5) La observancia del principio dispositivo, implica la exigencia que tiene el juzgador de otorgar respuestas a las pretensiones planteadas por las partes para defender sus derechos”.

[7]El FJ III.3, establece: “Que, al margen de ello, también cabe reiterar que el art. 236 CPC, marca el ámbito de contenido de la resolución a dictarse en apelación, pues estipula que la misma, deberá circunscribirse precisamente a los puntos resueltos por el inferior y que además hubieran sido objeto de apelación y fundamentación, de manera que el Juez o tribunal ad-quem, no puede ir más allá de lo pedido, salvo en los casos en que los vicios de nulidad constituyan lesiones a derechos y garantías constitucionales como cuando la nulidad esté expresamente prevista por ley”.

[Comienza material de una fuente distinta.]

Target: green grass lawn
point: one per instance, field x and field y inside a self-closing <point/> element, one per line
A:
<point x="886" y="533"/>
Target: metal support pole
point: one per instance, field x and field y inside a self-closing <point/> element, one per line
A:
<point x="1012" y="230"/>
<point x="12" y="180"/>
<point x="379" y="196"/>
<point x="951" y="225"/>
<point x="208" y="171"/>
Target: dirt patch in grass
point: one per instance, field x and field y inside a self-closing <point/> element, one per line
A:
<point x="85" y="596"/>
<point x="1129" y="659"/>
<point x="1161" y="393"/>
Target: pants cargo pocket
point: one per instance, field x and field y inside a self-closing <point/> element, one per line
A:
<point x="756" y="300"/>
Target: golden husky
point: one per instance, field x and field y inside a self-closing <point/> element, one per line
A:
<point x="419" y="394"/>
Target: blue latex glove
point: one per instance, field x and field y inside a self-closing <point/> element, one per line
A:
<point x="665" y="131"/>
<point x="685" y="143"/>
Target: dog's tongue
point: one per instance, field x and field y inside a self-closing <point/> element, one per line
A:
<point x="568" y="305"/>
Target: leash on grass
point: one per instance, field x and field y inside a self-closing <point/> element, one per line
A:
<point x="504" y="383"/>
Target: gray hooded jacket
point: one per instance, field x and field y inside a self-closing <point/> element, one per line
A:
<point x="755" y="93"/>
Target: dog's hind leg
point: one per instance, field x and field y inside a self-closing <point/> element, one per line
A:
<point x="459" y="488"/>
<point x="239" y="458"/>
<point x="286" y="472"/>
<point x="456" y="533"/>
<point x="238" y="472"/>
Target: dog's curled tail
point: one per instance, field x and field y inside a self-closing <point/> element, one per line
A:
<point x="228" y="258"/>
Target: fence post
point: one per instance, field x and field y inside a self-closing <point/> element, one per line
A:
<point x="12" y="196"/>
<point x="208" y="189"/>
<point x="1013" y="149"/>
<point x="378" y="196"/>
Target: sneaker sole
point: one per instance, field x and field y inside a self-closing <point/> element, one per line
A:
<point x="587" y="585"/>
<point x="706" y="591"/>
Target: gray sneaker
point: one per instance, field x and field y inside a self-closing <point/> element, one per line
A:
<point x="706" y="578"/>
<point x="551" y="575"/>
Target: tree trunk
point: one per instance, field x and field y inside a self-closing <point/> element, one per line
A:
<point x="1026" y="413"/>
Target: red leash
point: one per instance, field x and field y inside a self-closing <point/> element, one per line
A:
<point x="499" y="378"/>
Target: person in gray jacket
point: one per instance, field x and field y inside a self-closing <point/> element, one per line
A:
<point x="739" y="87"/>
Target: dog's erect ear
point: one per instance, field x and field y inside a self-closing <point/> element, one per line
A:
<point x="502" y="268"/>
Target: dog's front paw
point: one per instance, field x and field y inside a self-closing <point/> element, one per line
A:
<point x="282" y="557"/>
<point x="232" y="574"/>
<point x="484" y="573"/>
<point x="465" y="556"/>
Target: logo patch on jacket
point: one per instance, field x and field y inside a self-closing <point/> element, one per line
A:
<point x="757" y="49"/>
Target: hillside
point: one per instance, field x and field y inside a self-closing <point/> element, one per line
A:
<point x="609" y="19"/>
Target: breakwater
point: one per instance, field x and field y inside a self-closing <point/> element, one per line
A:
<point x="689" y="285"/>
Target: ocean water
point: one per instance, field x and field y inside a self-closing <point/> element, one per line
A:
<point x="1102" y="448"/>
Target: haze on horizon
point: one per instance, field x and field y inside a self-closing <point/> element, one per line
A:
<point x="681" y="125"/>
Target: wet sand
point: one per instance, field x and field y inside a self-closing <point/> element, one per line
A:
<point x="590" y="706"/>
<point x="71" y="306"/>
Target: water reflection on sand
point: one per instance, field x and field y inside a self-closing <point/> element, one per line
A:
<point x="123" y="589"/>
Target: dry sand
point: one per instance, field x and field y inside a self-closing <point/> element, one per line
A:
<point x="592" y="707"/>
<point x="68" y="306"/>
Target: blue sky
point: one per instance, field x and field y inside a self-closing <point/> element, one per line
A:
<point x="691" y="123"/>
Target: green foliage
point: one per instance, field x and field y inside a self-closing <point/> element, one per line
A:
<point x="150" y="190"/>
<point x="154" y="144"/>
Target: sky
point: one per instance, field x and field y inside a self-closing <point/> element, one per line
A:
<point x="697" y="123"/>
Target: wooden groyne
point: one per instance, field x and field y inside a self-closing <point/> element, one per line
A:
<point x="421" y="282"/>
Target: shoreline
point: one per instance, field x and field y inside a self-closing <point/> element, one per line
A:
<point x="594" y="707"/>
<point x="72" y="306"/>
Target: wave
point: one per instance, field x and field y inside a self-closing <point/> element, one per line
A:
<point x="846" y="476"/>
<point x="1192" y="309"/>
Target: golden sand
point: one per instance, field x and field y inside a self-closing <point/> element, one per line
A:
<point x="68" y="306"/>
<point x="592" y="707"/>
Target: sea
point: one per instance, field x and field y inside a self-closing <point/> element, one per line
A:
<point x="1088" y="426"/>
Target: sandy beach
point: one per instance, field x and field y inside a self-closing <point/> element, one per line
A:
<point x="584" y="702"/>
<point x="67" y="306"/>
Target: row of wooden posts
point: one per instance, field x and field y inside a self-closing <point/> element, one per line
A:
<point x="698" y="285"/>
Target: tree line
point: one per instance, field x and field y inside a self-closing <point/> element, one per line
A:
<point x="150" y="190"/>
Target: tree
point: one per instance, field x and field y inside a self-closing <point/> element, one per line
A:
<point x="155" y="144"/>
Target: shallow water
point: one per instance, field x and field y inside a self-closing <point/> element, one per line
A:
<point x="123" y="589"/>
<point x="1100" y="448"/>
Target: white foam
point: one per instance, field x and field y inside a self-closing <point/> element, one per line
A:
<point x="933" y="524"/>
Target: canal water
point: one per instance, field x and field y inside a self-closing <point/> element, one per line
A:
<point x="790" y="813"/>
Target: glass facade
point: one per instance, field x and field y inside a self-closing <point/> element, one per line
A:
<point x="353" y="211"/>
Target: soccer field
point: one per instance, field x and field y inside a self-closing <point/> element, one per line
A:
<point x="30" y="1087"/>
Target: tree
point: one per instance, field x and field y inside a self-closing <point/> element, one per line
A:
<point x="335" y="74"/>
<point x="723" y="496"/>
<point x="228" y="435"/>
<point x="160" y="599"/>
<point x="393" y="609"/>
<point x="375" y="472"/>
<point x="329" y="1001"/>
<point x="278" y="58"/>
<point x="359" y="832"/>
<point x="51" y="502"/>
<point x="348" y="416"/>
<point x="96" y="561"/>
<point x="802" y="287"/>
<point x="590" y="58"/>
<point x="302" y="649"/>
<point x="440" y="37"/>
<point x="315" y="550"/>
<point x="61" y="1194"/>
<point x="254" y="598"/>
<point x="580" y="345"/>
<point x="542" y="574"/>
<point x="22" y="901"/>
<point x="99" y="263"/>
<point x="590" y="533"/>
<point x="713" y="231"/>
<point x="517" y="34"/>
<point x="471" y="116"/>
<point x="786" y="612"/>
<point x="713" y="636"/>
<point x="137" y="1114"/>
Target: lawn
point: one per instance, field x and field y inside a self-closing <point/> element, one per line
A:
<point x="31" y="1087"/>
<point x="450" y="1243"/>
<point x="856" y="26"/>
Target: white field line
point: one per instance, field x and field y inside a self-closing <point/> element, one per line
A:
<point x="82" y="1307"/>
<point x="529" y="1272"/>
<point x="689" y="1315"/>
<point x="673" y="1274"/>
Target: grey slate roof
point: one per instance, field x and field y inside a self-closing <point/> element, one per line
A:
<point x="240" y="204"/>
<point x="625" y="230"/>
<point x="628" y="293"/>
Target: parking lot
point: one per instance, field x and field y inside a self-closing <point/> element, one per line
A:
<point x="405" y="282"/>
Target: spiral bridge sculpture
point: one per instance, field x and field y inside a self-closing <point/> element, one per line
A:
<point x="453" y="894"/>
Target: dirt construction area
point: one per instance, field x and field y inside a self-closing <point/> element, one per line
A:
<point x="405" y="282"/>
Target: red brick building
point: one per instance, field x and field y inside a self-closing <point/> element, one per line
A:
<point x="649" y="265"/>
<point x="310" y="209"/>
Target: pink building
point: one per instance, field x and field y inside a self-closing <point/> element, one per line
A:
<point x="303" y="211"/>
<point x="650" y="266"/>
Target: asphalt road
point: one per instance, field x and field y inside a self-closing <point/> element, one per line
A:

[8]El FJ III.3.1, indica: “De esa esencia deriva a su vez la congruencia como principio característico del debido proceso, entendida en el ámbito procesal como la estricta correspondencia que debe existir entre lo peticionado y lo resuelto, en materia penal la congruencia se refiere estrictamente a que el imputado no podrá ser condenado por un hecho distinto al atribuido en la acusación o su ampliación; ahora bien, esa definición general, no es limitativa de la congruencia que debe tener toda resolución ya sea judicial o administrativa y que implica también la concordancia entre la parte considerativa y dispositiva, pero además esa concordancia debe mantenerse en todo su contenido, efectuando un razonamiento integral y armonizado entre los distintos considerandos y razonamientos emitidos por la resolución, esta concordancia de contenido de la resolución y su estricta correspondencia entre lo pedido, lo considerado y lo resuelto, conlleva a su vez la cita de las disposiciones legales que apoyan ese razonamiento que llevó a la determinación que se asume. En base a esos criterios se considera que quien administra justicia debe emitir fallos motivados, congruentes y pertinentes”.

[9]El FJ III.2, refiere: “La abundante jurisprudencia del extinto Tribunal Constitucional, ha señalado con relación al principio de congruencia -que es determinante en cualquier proceso judicial o administrativo- como la estricta correspondencia que debe existir entre lo peticionado y lo resuelto, que implica la concordancia entre la parte considerativa y dispositiva, que debe mantenerse en todo su contenido, efectuando un razonamiento integral y armonizado entre los distintos considerandos y juicios de valor emitidos por la resolución, esta concordancia de contenido de la resolución y su estricta correspondencia entre lo pedido, lo considerado y lo resuelto, conlleva a su vez la cita de las disposiciones legales que apoyan la razón que llevó a la determinación que se asume (SC 1619/2010-R de 15 de octubre). Bajo ese razonamiento, el principio de congruencia forma parte de derecho-garantía-principio del debido proceso, contemplado en el art. 115.I de la CPE”.

[10]El FJ III.1, manifiesta: “Además de ello, toda resolución dictada en apelación, no sólo por disposición legal sino también por principio general, debe sujetarse a los puntos de apelación expuestos por la parte apelante, que se entiende deben estar relacionados con lo discutido ante el juez a quo. Para el mismo objetivo -resolver la apelación-, también el juez ad quem, si se trataran de varias apelaciones y deba resolverlas en una sola resolución deberá individualizar a las partes, lo que supone también, la individualización de sus pretensiones y resolverlas de la misma forma; pues en el único caso que podrá dirigirse en su fundamentación a dos o más apelantes, será cuando éstos hubieran coincidido en sus argumentos al presentar su apelación, o varios hubieran presentado apelación en forma conjunta. Ahora bien, la misma obligación que tiene el juez ad quem frente a los apelantes, también debe cumplirla frente a la parte adversa, para el caso de que el procedimiento aplicable admita que la misma pueda responder al recurso, pues omitir las consideraciones a la respuesta igual que no responder a los puntos de apelación, resulta arbitrario y por lo mismo, daría lugar a una omisión indebida plasmada en la resolución que resuelve la apelación”.